I don't think he realized what he was getting into, it was 10 years of his life translating this. Because you have to go through every bloody calculation to check it. You have to go through every step. Last remark about this, and it's a capstone to things I said earlier.
I'm gonna show you other respects in which this book is difficult to read in just a moment. The reason I don't teach the book and just give it to you to read. I tried to make clear and I never did say it as well as I'm about to say it, what it was to be trained in doing mathematical astronomy.
I stressed it was to be able to do the calculations at this point in all three systems. In the Ptolemaic system, in the Tychonic system, and the Copernican system. But that's not quite the right description of it. A description that will make a better impression on you is what people would do is send in mail, problems to other people to work out.
Like within the Ptolemaic system, when will Jupiter and Saturn next be in In conjunction with one another? What's the shortest solution to yield the answer to that, okay? So what you were trained to do was problem solving in these systems, and they're three different sets of mathematics. They're related, but they're different.

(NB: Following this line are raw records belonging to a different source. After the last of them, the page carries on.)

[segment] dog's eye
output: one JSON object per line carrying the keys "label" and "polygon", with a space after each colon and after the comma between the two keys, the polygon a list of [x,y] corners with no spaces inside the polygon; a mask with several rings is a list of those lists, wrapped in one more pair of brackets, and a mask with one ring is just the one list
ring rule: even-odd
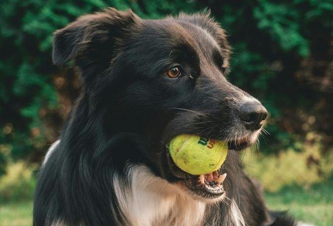
{"label": "dog's eye", "polygon": [[181,74],[180,69],[179,67],[173,67],[165,71],[163,74],[165,76],[167,76],[169,78],[174,78],[179,77]]}

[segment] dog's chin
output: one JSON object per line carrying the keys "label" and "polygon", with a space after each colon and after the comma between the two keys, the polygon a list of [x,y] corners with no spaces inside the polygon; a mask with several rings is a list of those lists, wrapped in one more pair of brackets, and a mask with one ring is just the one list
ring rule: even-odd
{"label": "dog's chin", "polygon": [[[229,151],[241,151],[255,142],[257,134],[249,137],[228,142]],[[228,180],[225,164],[211,173],[205,175],[192,175],[178,168],[169,155],[167,154],[169,171],[176,178],[175,183],[195,199],[204,202],[215,202],[223,199],[228,192],[224,186],[224,182]]]}

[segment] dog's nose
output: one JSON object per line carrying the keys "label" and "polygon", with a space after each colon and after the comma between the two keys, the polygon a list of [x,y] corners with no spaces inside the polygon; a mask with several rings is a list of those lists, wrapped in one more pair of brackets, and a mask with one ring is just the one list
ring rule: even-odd
{"label": "dog's nose", "polygon": [[240,118],[247,129],[251,130],[256,130],[261,127],[267,114],[265,107],[257,102],[246,102],[238,109]]}

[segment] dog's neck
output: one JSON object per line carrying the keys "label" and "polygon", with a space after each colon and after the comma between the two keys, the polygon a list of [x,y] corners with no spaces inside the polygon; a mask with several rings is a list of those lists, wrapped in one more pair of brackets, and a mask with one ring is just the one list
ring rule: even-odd
{"label": "dog's neck", "polygon": [[[193,199],[180,187],[155,176],[148,168],[131,165],[128,173],[131,178],[130,186],[122,186],[121,179],[117,175],[113,183],[124,220],[129,225],[202,225],[210,219],[222,221],[219,222],[221,225],[244,225],[242,214],[234,200],[231,201],[228,216],[209,218],[211,215],[218,216],[221,214],[210,213],[212,208],[209,204]],[[211,223],[219,225],[219,222]]]}

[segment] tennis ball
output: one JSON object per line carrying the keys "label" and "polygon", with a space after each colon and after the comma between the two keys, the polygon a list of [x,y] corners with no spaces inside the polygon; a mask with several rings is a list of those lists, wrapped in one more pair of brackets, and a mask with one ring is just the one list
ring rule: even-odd
{"label": "tennis ball", "polygon": [[191,134],[174,138],[169,145],[170,155],[176,165],[192,175],[218,170],[227,158],[227,142]]}

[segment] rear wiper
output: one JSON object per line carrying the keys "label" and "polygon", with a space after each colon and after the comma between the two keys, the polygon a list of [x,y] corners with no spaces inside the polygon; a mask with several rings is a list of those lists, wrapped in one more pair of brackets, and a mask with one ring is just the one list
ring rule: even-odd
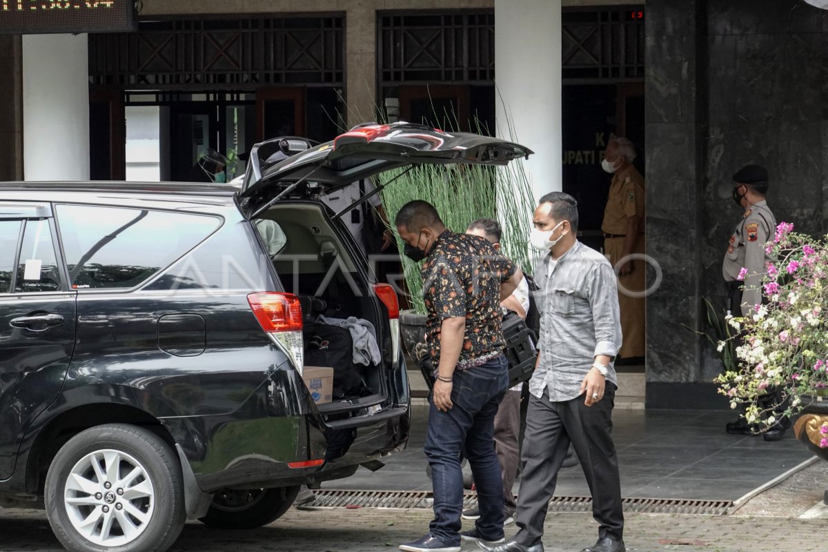
{"label": "rear wiper", "polygon": [[385,188],[387,185],[388,185],[389,184],[391,184],[392,182],[393,182],[394,180],[396,180],[397,179],[398,179],[400,176],[402,176],[403,175],[405,175],[407,172],[408,172],[409,170],[411,170],[413,168],[414,168],[414,166],[411,165],[411,166],[408,166],[407,169],[406,169],[405,170],[403,170],[402,172],[401,172],[397,176],[394,176],[392,179],[391,179],[390,180],[388,180],[385,184],[376,185],[373,187],[373,191],[370,192],[369,194],[366,194],[365,195],[362,196],[361,198],[359,198],[359,199],[357,199],[356,201],[354,201],[354,203],[352,203],[348,207],[344,208],[344,209],[342,209],[341,211],[339,211],[339,213],[337,213],[336,214],[335,214],[333,216],[333,218],[335,218],[335,219],[336,219],[336,218],[341,218],[342,215],[344,215],[345,213],[348,213],[349,211],[350,211],[351,209],[353,209],[354,207],[359,207],[359,205],[363,204],[363,203],[365,203],[366,201],[368,201],[368,199],[370,199],[371,198],[373,198],[377,194],[379,194],[381,191],[383,191],[383,188]]}
{"label": "rear wiper", "polygon": [[271,199],[270,201],[268,201],[267,203],[266,203],[264,205],[262,205],[262,207],[259,207],[258,209],[256,209],[256,211],[254,211],[253,214],[250,215],[250,220],[253,220],[253,218],[255,218],[256,217],[258,217],[258,215],[260,215],[262,213],[267,211],[268,209],[271,208],[271,206],[273,204],[275,204],[277,201],[278,201],[282,198],[285,197],[286,195],[287,195],[288,194],[290,194],[291,192],[292,192],[294,190],[296,189],[296,187],[300,184],[305,182],[305,180],[308,180],[308,177],[310,177],[311,175],[313,175],[315,172],[316,172],[317,170],[319,170],[321,168],[322,168],[321,165],[317,166],[316,168],[315,168],[313,170],[310,171],[308,174],[305,175],[301,179],[299,179],[298,180],[296,180],[296,182],[294,182],[291,185],[289,185],[286,188],[285,188],[283,190],[282,190],[282,192],[280,192],[272,199]]}

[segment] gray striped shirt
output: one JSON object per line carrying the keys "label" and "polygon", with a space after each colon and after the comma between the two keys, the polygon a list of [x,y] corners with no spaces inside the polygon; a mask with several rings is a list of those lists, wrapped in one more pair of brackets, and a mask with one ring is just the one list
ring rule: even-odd
{"label": "gray striped shirt", "polygon": [[[606,257],[580,242],[553,262],[538,263],[534,291],[541,315],[541,360],[529,382],[537,397],[549,390],[553,401],[580,394],[580,384],[598,355],[614,358],[621,347],[618,279]],[[616,386],[610,362],[607,380]]]}

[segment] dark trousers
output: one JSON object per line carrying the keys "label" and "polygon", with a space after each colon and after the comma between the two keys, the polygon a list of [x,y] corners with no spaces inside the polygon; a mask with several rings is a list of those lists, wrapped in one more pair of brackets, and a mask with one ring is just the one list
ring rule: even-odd
{"label": "dark trousers", "polygon": [[592,406],[584,405],[583,395],[563,402],[551,402],[546,391],[541,398],[529,397],[518,493],[518,543],[532,546],[541,542],[546,509],[570,442],[592,494],[599,537],[622,537],[621,482],[611,435],[614,400],[615,387],[609,382],[604,398]]}
{"label": "dark trousers", "polygon": [[503,536],[503,487],[494,454],[494,415],[506,392],[508,374],[501,356],[483,366],[455,370],[447,412],[431,402],[423,450],[431,467],[434,488],[433,536],[445,545],[460,545],[463,511],[460,456],[469,460],[477,488],[480,518],[476,525],[487,540]]}
{"label": "dark trousers", "polygon": [[[526,384],[528,385],[528,384]],[[503,510],[513,514],[517,504],[512,487],[518,475],[520,458],[520,396],[519,391],[508,391],[494,416],[494,452],[500,464],[500,478],[503,482]]]}

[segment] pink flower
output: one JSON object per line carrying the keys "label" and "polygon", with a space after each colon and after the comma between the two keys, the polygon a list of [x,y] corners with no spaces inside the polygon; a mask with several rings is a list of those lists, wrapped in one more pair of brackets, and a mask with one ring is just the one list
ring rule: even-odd
{"label": "pink flower", "polygon": [[773,238],[773,242],[778,243],[785,237],[785,234],[790,233],[792,230],[793,230],[792,223],[779,223],[777,225],[776,237]]}

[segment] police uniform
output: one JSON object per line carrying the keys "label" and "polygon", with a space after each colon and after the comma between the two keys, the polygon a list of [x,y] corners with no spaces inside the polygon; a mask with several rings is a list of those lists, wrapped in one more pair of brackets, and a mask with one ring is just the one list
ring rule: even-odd
{"label": "police uniform", "polygon": [[[609,262],[616,267],[623,257],[624,240],[627,236],[627,221],[630,217],[640,221],[639,234],[636,238],[633,253],[644,252],[644,177],[630,165],[623,170],[613,175],[609,185],[609,196],[604,209],[604,252]],[[621,307],[621,334],[623,340],[619,354],[625,358],[644,356],[644,299],[630,297],[623,293],[643,291],[646,266],[644,262],[632,261],[633,271],[619,276],[619,305]]]}
{"label": "police uniform", "polygon": [[[734,316],[752,315],[751,310],[762,302],[762,275],[765,263],[770,260],[765,244],[773,238],[776,225],[773,213],[763,199],[744,211],[730,235],[722,262],[722,276],[728,284],[729,309]],[[740,289],[743,282],[739,281],[743,267],[747,270],[744,290]]]}
{"label": "police uniform", "polygon": [[[733,175],[733,180],[736,184],[736,189],[740,185],[767,188],[768,171],[758,165],[748,165]],[[734,195],[734,199],[738,200],[739,196]],[[776,225],[773,213],[763,199],[752,204],[744,210],[730,235],[722,262],[722,276],[729,293],[729,308],[734,316],[752,315],[755,312],[754,307],[762,303],[762,276],[765,273],[765,263],[770,261],[770,257],[765,252],[765,246],[773,238]],[[739,280],[743,268],[745,271],[744,282]],[[738,343],[741,343],[740,338],[738,339]],[[773,410],[779,420],[771,430],[763,434],[764,439],[775,441],[782,439],[791,423],[782,415],[787,405],[782,389],[768,387],[758,402],[760,408]],[[730,434],[753,433],[753,428],[743,418],[727,424],[725,429]]]}

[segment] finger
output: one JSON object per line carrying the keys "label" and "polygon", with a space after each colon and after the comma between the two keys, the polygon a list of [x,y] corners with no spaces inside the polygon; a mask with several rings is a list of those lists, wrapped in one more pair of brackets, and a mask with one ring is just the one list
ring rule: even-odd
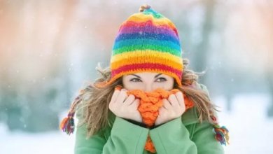
{"label": "finger", "polygon": [[115,90],[115,92],[113,92],[112,97],[111,99],[110,103],[111,102],[115,102],[115,101],[118,98],[118,96],[120,94],[120,90]]}
{"label": "finger", "polygon": [[140,100],[139,99],[134,99],[134,101],[133,101],[133,102],[132,104],[130,104],[130,105],[132,106],[133,108],[137,108],[139,106],[139,104],[140,104]]}
{"label": "finger", "polygon": [[178,100],[178,104],[181,106],[185,106],[184,97],[183,96],[182,92],[176,92],[175,95],[176,97],[177,100]]}
{"label": "finger", "polygon": [[115,103],[123,104],[123,102],[125,100],[127,97],[127,96],[126,92],[125,90],[120,90],[120,92],[118,96],[117,100],[115,101]]}
{"label": "finger", "polygon": [[171,104],[169,103],[169,102],[167,99],[162,99],[162,103],[163,103],[163,107],[167,109],[167,110],[169,110],[170,108],[172,108],[172,105]]}
{"label": "finger", "polygon": [[123,102],[125,105],[130,105],[131,104],[135,99],[135,97],[133,94],[130,94],[125,101]]}
{"label": "finger", "polygon": [[174,94],[172,94],[168,97],[169,102],[171,103],[172,106],[178,106],[178,101],[177,100],[176,97]]}

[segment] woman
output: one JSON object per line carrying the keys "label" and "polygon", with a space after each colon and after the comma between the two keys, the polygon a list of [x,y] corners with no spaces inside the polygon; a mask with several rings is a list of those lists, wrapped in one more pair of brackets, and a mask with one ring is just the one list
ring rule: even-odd
{"label": "woman", "polygon": [[110,68],[98,68],[61,123],[72,133],[76,112],[75,153],[223,153],[228,131],[188,64],[175,25],[141,6],[120,26]]}

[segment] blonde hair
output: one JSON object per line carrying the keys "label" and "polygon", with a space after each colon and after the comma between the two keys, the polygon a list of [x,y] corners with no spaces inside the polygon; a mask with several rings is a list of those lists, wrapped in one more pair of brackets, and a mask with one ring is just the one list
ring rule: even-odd
{"label": "blonde hair", "polygon": [[[188,86],[194,82],[197,82],[199,76],[204,73],[196,73],[188,69],[187,68],[189,64],[188,59],[183,59],[183,63],[184,66],[182,77],[183,86],[181,87],[176,82],[174,82],[174,89],[177,88],[181,90],[183,94],[186,94],[194,102],[199,115],[198,120],[200,122],[203,120],[206,120],[214,124],[211,115],[215,111],[218,111],[218,110],[216,109],[216,106],[209,99],[209,94],[204,90]],[[94,86],[96,83],[110,79],[111,69],[109,67],[102,69],[99,64],[96,67],[96,69],[99,72],[101,76],[96,79],[94,83],[91,83],[85,88],[80,90],[81,94],[79,95],[81,98],[81,102],[79,104],[80,107],[77,107],[77,111],[83,109],[81,111],[83,117],[77,127],[86,124],[88,137],[112,125],[109,116],[113,113],[109,110],[108,104],[114,92],[115,87],[118,85],[123,85],[122,77],[120,77],[106,88],[97,88]]]}

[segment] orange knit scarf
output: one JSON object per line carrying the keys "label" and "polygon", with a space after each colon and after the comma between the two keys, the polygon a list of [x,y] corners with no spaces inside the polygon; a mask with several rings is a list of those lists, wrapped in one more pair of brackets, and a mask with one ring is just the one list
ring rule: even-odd
{"label": "orange knit scarf", "polygon": [[[122,87],[118,85],[115,90],[121,90]],[[140,104],[138,110],[142,117],[143,122],[148,127],[152,127],[158,116],[158,109],[163,106],[162,99],[168,99],[172,94],[176,94],[180,90],[173,89],[170,91],[164,90],[162,88],[158,88],[153,92],[146,92],[141,90],[128,90],[127,95],[133,94],[136,98],[140,99]],[[183,94],[186,110],[194,106],[194,103]],[[155,153],[155,149],[150,136],[148,136],[145,145],[145,149],[151,153]]]}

What Kepler does through this book is, for the first half of it, everywhere he does anything, he does it in all three systems to avoid making questions. So for you to read it, for me to read it, what I do is skip over a lot of the calculations for just that reason, and read the conclusions from it.
You really have to be adept at doing this kind of mathematics. And so I would be really quite punishing you. If we did a course on Astronomia Nova, half the semester would be spent learning to do problems within these systems, okay? That's just the problem. And nicely enough, Newton just doesn't pose the same difficulty.